If you are not personally present when and where things are decided, how do you know what was decided and what was not and what were the critical considerations leading to a decision?  A good question. 

Aaron Burr spoke for many in his lamenting tirade to be in “The Room Where It Happens” in the musical Hamilton.  In the song by Lin-Manuel Miranda, Burr sings that he is an outsider to the group of leaders who make significant decisions during the Revolution and in formation of the new federal government.  He wants to be “in the room” where decisions are made.  If you are not in the room, you don’t know “… how the parties get to ‘yes’, the pieces that are sacrificed in every game of chess, we just assume that it happens…”, he sings.

Well, Mr. Burr, welcome to modern day local governance, the pandemic, and the Time of Zoom.  Since your day, the doors of backroom decision making have been thrown open.  Wisconsin Open Meeting Law says that “all meetings shall be publicly held in places reasonably accessible to members of the public and be open to all citizens at all times”.  Everyone can be in the room.  And, Mr. Burr, the pandemic and virtual technologies opened the doors further – you can sit at home or anywhere you choose to observe an open meeting on-screen.  In fact, local government officials also can be in the room virtually.  The room no longer has doors and walls.

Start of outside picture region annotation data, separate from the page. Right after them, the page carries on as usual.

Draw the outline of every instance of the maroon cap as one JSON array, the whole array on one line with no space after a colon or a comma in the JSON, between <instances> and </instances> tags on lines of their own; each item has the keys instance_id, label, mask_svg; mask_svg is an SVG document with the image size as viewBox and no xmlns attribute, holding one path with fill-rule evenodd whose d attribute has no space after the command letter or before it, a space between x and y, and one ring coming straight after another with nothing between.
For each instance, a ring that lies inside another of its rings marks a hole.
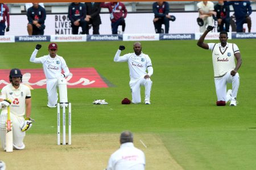
<instances>
[{"instance_id":1,"label":"maroon cap","mask_svg":"<svg viewBox=\"0 0 256 170\"><path fill-rule=\"evenodd\" d=\"M56 43L51 43L50 44L49 44L49 46L48 46L48 49L58 49L58 46L57 45L57 44L56 44Z\"/></svg>"}]
</instances>

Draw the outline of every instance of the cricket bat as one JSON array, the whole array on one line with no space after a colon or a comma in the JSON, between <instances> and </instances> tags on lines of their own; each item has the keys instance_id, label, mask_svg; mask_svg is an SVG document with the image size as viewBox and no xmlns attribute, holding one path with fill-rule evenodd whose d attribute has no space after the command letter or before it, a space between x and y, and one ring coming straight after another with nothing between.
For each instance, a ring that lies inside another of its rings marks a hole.
<instances>
[{"instance_id":1,"label":"cricket bat","mask_svg":"<svg viewBox=\"0 0 256 170\"><path fill-rule=\"evenodd\" d=\"M13 151L13 127L11 123L10 106L7 107L7 119L6 121L6 152Z\"/></svg>"}]
</instances>

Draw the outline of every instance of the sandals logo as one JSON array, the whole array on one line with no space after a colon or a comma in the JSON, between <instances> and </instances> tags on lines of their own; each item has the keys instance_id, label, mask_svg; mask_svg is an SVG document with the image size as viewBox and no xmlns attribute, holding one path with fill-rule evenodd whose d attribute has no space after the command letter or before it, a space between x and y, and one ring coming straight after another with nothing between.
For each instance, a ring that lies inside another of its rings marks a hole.
<instances>
[{"instance_id":1,"label":"sandals logo","mask_svg":"<svg viewBox=\"0 0 256 170\"><path fill-rule=\"evenodd\" d=\"M107 88L109 86L94 68L71 68L66 78L68 88ZM46 79L43 69L21 69L22 84L31 89L46 88ZM0 88L10 83L9 70L0 70Z\"/></svg>"}]
</instances>

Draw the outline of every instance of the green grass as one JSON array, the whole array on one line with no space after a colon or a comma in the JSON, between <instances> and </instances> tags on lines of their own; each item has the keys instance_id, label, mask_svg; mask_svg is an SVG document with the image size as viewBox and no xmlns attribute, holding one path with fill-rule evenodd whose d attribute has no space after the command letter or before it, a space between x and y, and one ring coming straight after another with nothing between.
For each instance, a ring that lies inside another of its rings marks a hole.
<instances>
[{"instance_id":1,"label":"green grass","mask_svg":"<svg viewBox=\"0 0 256 170\"><path fill-rule=\"evenodd\" d=\"M216 42L209 41L207 42ZM253 169L256 166L254 79L255 40L231 40L240 48L242 64L237 107L216 106L212 53L196 41L142 42L154 67L151 105L123 105L131 99L127 63L113 62L119 45L133 52L134 42L59 42L58 54L69 68L93 67L114 85L107 88L71 88L74 133L134 133L159 134L184 169ZM0 44L0 68L42 68L29 62L36 42ZM47 53L48 42L38 57ZM229 85L230 88L231 86ZM143 96L144 89L142 89ZM29 133L56 133L56 110L46 107L45 89L32 91ZM94 99L108 105L93 105ZM142 97L142 100L143 98Z\"/></svg>"}]
</instances>

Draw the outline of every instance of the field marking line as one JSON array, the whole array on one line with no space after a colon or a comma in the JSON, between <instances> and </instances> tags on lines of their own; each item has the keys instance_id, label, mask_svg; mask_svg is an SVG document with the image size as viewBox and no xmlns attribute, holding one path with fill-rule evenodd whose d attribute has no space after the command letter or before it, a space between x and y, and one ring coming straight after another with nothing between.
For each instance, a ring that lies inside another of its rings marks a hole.
<instances>
[{"instance_id":1,"label":"field marking line","mask_svg":"<svg viewBox=\"0 0 256 170\"><path fill-rule=\"evenodd\" d=\"M144 147L147 148L147 147L146 146L146 144L142 142L141 139L139 140L141 141L141 143L142 143L142 144L144 146Z\"/></svg>"}]
</instances>

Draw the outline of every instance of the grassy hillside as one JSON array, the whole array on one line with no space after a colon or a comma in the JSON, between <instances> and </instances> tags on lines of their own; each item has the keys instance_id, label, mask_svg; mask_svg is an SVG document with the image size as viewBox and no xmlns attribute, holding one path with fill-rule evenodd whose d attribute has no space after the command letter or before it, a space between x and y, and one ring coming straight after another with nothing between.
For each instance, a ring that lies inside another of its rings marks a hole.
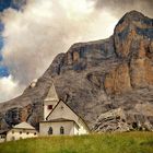
<instances>
[{"instance_id":1,"label":"grassy hillside","mask_svg":"<svg viewBox=\"0 0 153 153\"><path fill-rule=\"evenodd\" d=\"M26 139L1 143L0 153L153 153L153 132Z\"/></svg>"}]
</instances>

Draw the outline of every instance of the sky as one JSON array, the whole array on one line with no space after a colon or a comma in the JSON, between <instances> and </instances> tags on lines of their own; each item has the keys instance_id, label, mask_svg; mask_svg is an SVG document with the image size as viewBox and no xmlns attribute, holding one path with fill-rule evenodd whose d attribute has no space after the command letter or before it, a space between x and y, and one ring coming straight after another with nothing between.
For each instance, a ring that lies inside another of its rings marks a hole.
<instances>
[{"instance_id":1,"label":"sky","mask_svg":"<svg viewBox=\"0 0 153 153\"><path fill-rule=\"evenodd\" d=\"M107 38L126 12L152 9L153 0L0 0L0 102L22 94L72 44Z\"/></svg>"}]
</instances>

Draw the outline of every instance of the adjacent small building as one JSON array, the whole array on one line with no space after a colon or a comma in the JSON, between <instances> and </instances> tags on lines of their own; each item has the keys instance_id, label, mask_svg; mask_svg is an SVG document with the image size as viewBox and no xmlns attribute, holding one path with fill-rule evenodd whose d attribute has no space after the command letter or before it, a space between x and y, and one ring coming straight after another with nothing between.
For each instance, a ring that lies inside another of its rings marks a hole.
<instances>
[{"instance_id":1,"label":"adjacent small building","mask_svg":"<svg viewBox=\"0 0 153 153\"><path fill-rule=\"evenodd\" d=\"M40 136L87 134L90 129L85 121L58 98L54 84L44 101L44 120L39 122Z\"/></svg>"},{"instance_id":2,"label":"adjacent small building","mask_svg":"<svg viewBox=\"0 0 153 153\"><path fill-rule=\"evenodd\" d=\"M37 137L38 132L27 122L21 122L14 126L7 133L7 141L14 141L20 139Z\"/></svg>"},{"instance_id":3,"label":"adjacent small building","mask_svg":"<svg viewBox=\"0 0 153 153\"><path fill-rule=\"evenodd\" d=\"M0 143L7 141L7 132L8 130L0 130Z\"/></svg>"}]
</instances>

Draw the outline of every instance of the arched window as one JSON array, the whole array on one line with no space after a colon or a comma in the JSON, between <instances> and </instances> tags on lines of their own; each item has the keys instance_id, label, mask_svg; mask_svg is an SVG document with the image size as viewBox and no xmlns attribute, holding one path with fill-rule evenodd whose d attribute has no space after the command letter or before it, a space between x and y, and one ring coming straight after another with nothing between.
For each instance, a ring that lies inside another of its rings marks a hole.
<instances>
[{"instance_id":1,"label":"arched window","mask_svg":"<svg viewBox=\"0 0 153 153\"><path fill-rule=\"evenodd\" d=\"M50 127L48 130L48 134L52 134L52 132L54 132L52 127Z\"/></svg>"},{"instance_id":2,"label":"arched window","mask_svg":"<svg viewBox=\"0 0 153 153\"><path fill-rule=\"evenodd\" d=\"M64 134L64 128L60 127L60 134Z\"/></svg>"}]
</instances>

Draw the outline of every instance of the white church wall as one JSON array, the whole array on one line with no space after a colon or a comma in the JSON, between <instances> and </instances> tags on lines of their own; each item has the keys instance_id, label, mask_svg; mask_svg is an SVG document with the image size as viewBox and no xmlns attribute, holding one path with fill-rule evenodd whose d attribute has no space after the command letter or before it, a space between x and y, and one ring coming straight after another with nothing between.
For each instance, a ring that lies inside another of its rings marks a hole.
<instances>
[{"instance_id":1,"label":"white church wall","mask_svg":"<svg viewBox=\"0 0 153 153\"><path fill-rule=\"evenodd\" d=\"M26 138L33 138L37 137L38 133L36 130L28 130L28 129L11 129L7 133L7 141L12 140L20 140L20 139L26 139Z\"/></svg>"},{"instance_id":2,"label":"white church wall","mask_svg":"<svg viewBox=\"0 0 153 153\"><path fill-rule=\"evenodd\" d=\"M48 109L48 105L52 105L52 108L57 105L57 101L45 101L44 102L44 120L50 114L51 109Z\"/></svg>"},{"instance_id":3,"label":"white church wall","mask_svg":"<svg viewBox=\"0 0 153 153\"><path fill-rule=\"evenodd\" d=\"M48 130L51 127L52 128L52 136L60 136L60 128L63 127L66 136L73 136L74 134L74 126L73 125L74 125L73 121L40 122L39 134L40 136L48 136Z\"/></svg>"}]
</instances>

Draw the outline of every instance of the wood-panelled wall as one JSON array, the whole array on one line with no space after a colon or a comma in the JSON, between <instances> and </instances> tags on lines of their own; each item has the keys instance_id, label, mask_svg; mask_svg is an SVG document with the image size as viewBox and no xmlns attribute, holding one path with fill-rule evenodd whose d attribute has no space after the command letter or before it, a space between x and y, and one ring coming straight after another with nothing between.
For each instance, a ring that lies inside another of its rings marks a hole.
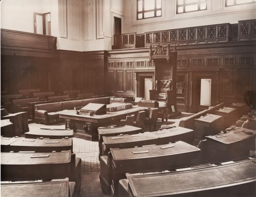
<instances>
[{"instance_id":1,"label":"wood-panelled wall","mask_svg":"<svg viewBox=\"0 0 256 197\"><path fill-rule=\"evenodd\" d=\"M177 73L186 80L185 111L196 112L208 108L200 106L201 78L212 79L212 105L243 101L246 91L255 90L256 44L244 41L177 46ZM108 92L138 96L136 73L154 72L154 65L148 62L148 52L145 48L108 52ZM144 62L142 67L138 64L140 61ZM120 62L123 65L120 66ZM127 67L129 62L134 63L131 68L129 64Z\"/></svg>"},{"instance_id":2,"label":"wood-panelled wall","mask_svg":"<svg viewBox=\"0 0 256 197\"><path fill-rule=\"evenodd\" d=\"M137 96L140 76L155 80L148 48L57 50L53 36L7 30L1 33L1 90L9 92L79 89ZM256 45L251 41L177 46L177 72L186 80L185 110L207 107L199 106L201 78L212 79L212 105L242 101L245 92L256 90Z\"/></svg>"},{"instance_id":3,"label":"wood-panelled wall","mask_svg":"<svg viewBox=\"0 0 256 197\"><path fill-rule=\"evenodd\" d=\"M56 37L35 34L1 30L1 90L103 93L105 52L56 50Z\"/></svg>"}]
</instances>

You are in the room.  Anyone who wants can be in the room, but understand that you are not at the table.  There is a difference.  I will use School Board governance, the most grass root of local government, as my example.

School Boards sit at the table in the room where school policies are legislated, rules and regulations are debated and approved, and critical school decisions regarding local public education are made.  The room is open for an in-person and remote audience.  Access is being present.  Further, being in the room allows persons in the audience to make comments or raise questions to the Board regarding agenda items.  Access is the right to speak to and be heard by the Board.  Access is the ability to hear the debate of the Board as it deliberates on all aspects of the issue.  Debate of the agenda item, however, is conducted by the Board.  Voting on the agenda is reserved exclusively to the Board.  Being in the room is the ability to observe government in action, but it is not being able to make the decision.  Governing decision making takes place “at the table” not just “in the room”.  Perhaps, Mr. Burr wanted not only to be “in the room” but “at the table”.

“In the room” works well at the School Board and other local levels of government because the elected and the electors have proximity – they live and work in the same community.  “In the room” and “in the community” are almost synonymous for local government.  Distance makes “in the room” more contentious.  Distance is measured not only in the miles between home and the state or national capital but also in the number of people between a concerned citizen-elector and the elected.  The ability to speak to and be heard by an elected official becomes more difficult with the size of the government.  It also makes the vehemence of agreement and disagreement more acute.  Our recent national politics contain many Aaron Burr stories.

Let us remember our history.  Mr. Burr later held elective offices and as Vice President of the United States sat at the big table.